Throughout history, philosophers, poets and artists have struggled to capture the concept of beauty. More recently, scientists have added a new dimension to our understanding of beauty by incorporating the concepts of evolution and biology.

In evolutionary terms, beauty is a signal that indicates health and fertility. Traits such as large eyes, a clear complexion, and youthful limbs are often regarded as beautiful because they can indicate the person’s fitness for reproduction. These traits are known as Costly Signals because they require a significant amount of resources to display, and so provide a good indication of the potential for genetic fitness. However, we are not limited to only assessing the attractiveness of others, and may also find beauty in the things that surround us – such as a scenic landscape or a beautiful building.

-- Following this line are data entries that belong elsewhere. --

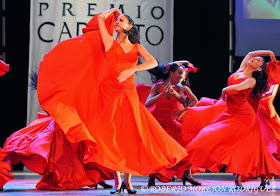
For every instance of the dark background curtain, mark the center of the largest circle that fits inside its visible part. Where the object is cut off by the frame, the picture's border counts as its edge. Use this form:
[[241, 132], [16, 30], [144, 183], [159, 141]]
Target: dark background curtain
[[201, 35]]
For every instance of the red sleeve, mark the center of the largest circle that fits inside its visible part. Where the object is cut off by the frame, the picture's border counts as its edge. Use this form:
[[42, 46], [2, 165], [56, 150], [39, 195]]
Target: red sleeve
[[273, 72]]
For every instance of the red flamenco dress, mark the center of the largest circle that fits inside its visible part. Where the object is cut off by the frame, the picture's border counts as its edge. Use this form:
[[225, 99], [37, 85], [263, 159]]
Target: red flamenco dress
[[78, 87], [196, 118], [164, 110], [270, 124], [234, 139], [43, 148]]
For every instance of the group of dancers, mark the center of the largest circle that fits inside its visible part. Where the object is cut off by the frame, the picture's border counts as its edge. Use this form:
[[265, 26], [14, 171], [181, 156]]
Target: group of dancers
[[99, 124]]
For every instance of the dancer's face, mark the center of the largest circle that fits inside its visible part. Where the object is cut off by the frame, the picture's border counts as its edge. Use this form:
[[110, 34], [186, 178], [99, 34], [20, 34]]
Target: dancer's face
[[122, 24], [177, 75], [256, 63], [184, 76]]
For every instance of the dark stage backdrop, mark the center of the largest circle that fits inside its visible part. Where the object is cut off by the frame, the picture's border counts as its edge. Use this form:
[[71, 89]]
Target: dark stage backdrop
[[201, 36]]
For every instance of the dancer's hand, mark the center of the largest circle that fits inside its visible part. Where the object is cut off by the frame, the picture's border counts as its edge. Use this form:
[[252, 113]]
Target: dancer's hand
[[117, 12], [125, 74]]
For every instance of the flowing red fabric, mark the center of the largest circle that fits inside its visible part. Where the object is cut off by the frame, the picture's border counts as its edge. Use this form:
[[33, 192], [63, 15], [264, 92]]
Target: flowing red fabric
[[164, 111], [234, 139], [88, 103], [4, 68], [273, 72], [270, 124], [196, 118], [43, 148]]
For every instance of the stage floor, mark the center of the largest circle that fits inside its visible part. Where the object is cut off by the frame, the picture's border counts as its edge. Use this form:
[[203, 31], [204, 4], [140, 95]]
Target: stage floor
[[212, 184]]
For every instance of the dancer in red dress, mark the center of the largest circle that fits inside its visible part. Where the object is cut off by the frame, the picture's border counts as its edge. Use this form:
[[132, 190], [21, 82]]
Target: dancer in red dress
[[165, 97], [92, 97], [235, 138], [3, 68], [270, 121]]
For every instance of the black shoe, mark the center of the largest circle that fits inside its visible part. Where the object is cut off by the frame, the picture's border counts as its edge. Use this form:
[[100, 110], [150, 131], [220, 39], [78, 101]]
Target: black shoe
[[151, 181], [262, 186], [131, 191], [123, 187], [104, 185], [174, 179], [190, 180], [241, 188], [116, 191]]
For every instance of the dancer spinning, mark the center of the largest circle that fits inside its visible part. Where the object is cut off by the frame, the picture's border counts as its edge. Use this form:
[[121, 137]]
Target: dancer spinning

For many philosophers, the notion of beauty has been tangled up with the idea of pleasure. In the early modern period, empiricists argued that beauty was an object of sensation, and that the pleasure we experience when we perceive beauty is a direct result of the way the object appears to our senses. This view, which is similar to the one held by the ancient hedonist Diogenes Laertius, is still prevalent today, and was influential in the development of aesthetic theory in the nineteenth century.

Other philosophers, like Schiller, have taken a more relativist approach to the idea of beauty. For him, beauty, or play or art (he uses the words cavalierly, almost interchangeably) is a process of integrating the natural and spiritual realms, or at least making them compatible. This is more akin to Plato’s ‘ladder of beauty’ than to the transcendence of physical reality espoused by the likes of Heraclitus and Descartes.

The classical conception of beauty, embodied in classical and neo-classical architecture, sculpture and literature, is an arrangement of integral parts into a coherent whole according to proportion, harmony and symmetry. This was a primordial Western conception of beauty and is reflected in the work of many artists – from Plato in the Symposium to Plotinus in the Enneads.

It is conventional in ancient treatments of beauty to pay tribute to the pleasures that it induces, sometimes in quite ecstatic terms. For example, Plato and Plotinus both use words such as awe, wonderment, delight, trembling and love in their descriptions of beauty.

Aristotle’s Poetics and the Metaphysics both equate beauty with the pleasure of the intellect in the experience of the object of beauty. This is a view that was influential in the eighteenth century, and it was also the view adopted by some empiricists such as Locke and Heraclitus.

While the concept of beauty continues to be a source of great interest, it is important not to confuse it with superficialities such as glamor and sex appeal. Research suggests that we are far more than skin deep and that looks can have a profound impact on how we interact with the world. For example, studies have shown that people are more likely to show favouritism to those with a pretty face. And as the couturier Coco Chanel showed, it is possible to transcend conventional ideas of beauty.